Movies and Music are recorded differently. For Movies the sound is divided in to 5 channels for the surround effect. The bass is directed to LFE channel or the .1 or the subwoofer. Hence and primarily they dont have to generically do bass amplification the stereo amps have to.  For movies the sounds are from different locations to create the effect of a "motion" picture. An Amplifier doing this sound effects generally need to power the speakers for the midrange and the upper end of the sonic spectrum.Because the sub frequencies are dedicated to the the .1.Its also why you always need a sub to listen to music on an AVR or they sound anemic on the bass end.AVR are not designed to or dont have to move coils of full range speakers for which they require a lot of current,hence no need for beefy Toroidal  Transformers or Mosfets or Capacitors. We all know that subwoofers in a 5.1 set up comes with their own amplifier so all the "AVR" does is to pass on a line level low frequency signal to subwoofers inbuilt amplifier and an AVR dosnt power or drive them.AVR drives the 5 speakers with a crossover slope fixed at say 80Hz and above. SO the amplifier section in AVR dosnt have to have the gut grit and beef of a stereo amplifier which has to drive evrything by itself. So what we conclude from here is that an AVR is not an adept piece of amplifier for music,it is known fact.For music you need an amplifier which can drive a full range speakers to its limits across the frequency range. Hence the Stereo Amplifiers are built with ultra high current mos and IGBTs since they dont pass away the bass to an active subwoofer.

Movies are always recorded louder (db) than music to create that effect. While music is not recorded that way. Even a Rs 20K AVR will sound loud ,its designed that way to make the movies more exciting. They (AVR) are never neutral which is a must for music. I dont expect an AVR to be neutral either because it will rob it off of the ambience it needs to create for the movie. Another universal fact is for music playback a Stereo amplifier costing 1.5 lakh will beat an AVR that costs over Rs 4 Lac hands down or a stereo amp eg Marantz 6004 (Rs 35000) will beat to death an Yamaha RX-V 673/Onkyo TX-SR709 ( Rs 62000 / Rs 70000) when its music. So you cant mix movies with music and vice versa.

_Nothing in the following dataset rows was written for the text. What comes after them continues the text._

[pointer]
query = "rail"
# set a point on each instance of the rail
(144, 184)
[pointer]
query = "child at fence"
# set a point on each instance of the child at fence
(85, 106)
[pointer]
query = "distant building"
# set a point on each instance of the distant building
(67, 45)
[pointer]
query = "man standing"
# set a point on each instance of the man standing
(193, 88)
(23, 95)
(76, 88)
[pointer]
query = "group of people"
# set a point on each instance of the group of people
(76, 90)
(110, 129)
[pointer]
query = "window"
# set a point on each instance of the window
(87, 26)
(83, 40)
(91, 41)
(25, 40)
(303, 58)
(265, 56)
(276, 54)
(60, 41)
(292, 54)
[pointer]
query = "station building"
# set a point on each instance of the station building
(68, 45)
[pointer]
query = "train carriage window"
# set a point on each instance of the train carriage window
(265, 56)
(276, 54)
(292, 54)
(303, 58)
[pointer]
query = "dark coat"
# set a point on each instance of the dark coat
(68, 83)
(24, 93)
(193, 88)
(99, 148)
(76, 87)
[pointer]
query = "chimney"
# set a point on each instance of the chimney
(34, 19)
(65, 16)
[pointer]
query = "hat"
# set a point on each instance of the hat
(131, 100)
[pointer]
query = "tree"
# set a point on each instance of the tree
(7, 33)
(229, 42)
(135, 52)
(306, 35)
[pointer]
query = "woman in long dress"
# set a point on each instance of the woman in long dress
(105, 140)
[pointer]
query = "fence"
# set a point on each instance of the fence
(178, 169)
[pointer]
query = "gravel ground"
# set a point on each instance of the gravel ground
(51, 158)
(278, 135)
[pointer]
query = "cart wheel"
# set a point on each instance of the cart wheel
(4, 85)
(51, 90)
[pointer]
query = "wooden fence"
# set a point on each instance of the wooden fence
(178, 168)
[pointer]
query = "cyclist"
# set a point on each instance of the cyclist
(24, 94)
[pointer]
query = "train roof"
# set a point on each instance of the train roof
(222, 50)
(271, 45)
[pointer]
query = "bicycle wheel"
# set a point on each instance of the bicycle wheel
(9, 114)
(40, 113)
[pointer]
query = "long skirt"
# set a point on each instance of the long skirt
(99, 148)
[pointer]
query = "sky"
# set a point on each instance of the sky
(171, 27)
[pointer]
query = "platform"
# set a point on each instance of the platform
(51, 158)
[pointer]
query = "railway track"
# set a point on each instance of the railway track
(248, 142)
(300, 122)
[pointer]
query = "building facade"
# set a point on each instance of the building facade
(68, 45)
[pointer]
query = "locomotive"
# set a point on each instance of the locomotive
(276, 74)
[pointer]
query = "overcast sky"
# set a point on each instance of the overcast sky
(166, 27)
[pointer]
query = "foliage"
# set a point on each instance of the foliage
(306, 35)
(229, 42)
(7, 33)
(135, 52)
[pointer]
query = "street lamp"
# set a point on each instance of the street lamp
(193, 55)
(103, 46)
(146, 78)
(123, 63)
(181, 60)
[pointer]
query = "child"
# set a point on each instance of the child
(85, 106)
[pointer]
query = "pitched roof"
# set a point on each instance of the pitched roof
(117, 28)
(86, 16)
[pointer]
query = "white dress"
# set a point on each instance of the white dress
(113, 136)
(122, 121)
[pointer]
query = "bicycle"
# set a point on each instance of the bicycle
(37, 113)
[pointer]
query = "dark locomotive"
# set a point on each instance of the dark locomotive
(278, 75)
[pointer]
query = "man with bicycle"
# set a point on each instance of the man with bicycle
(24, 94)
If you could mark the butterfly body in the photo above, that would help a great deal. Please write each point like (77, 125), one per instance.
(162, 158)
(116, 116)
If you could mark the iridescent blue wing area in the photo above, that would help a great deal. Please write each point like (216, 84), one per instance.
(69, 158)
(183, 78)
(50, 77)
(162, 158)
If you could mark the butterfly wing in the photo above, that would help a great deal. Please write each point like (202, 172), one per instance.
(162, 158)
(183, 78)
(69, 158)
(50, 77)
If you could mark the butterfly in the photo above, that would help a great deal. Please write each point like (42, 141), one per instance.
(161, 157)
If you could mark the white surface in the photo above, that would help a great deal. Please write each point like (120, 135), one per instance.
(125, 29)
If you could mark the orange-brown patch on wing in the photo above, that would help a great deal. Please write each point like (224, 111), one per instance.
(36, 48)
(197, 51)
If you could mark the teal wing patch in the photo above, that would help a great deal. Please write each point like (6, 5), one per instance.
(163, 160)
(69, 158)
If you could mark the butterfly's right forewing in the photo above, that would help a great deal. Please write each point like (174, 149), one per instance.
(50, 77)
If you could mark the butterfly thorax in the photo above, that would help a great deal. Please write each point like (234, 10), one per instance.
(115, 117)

Another very very important factor is video noise induced in the audio circuit path because of all the processing that goes in an AVR. From DAC clocks to Video processors to the potentiometers to the of the preamps,displays on the facia they all create noise and lower the signal to noise ratio or an unclean sound when compared to stereo amplifier which has none of it. *Now you know why AVRs have a PURE STEREO mode !!! *And trust me even that dosnt help because of statics or harmonic memory.

Do you know that even speakers are voiced and made in different ways for Music and Movies? The so called speaker packages are generally not good for music. Stereo stand alones never ever have packages or brethrens in the same series. eg ATC, PMC, Joseph Audio,Harbeth,Wilson Audio,Morel,Kharma etc etc

I hope the ROAD BLOCK is clear now. Dont make things personal by character assassination. This is a forum and Im here to let people know the right facts and not lick fingers or wag to make friends and stick on and pass on vague or wrong information or show off gears.

Visit a dealer sit talk listen understand. If you are from Kolkata give me a call (pm)and come over to my place.


----------



## Anorion (Feb 25, 2014)

^interesting. especially the part where 5.1 speaker sets are for movies and not music. 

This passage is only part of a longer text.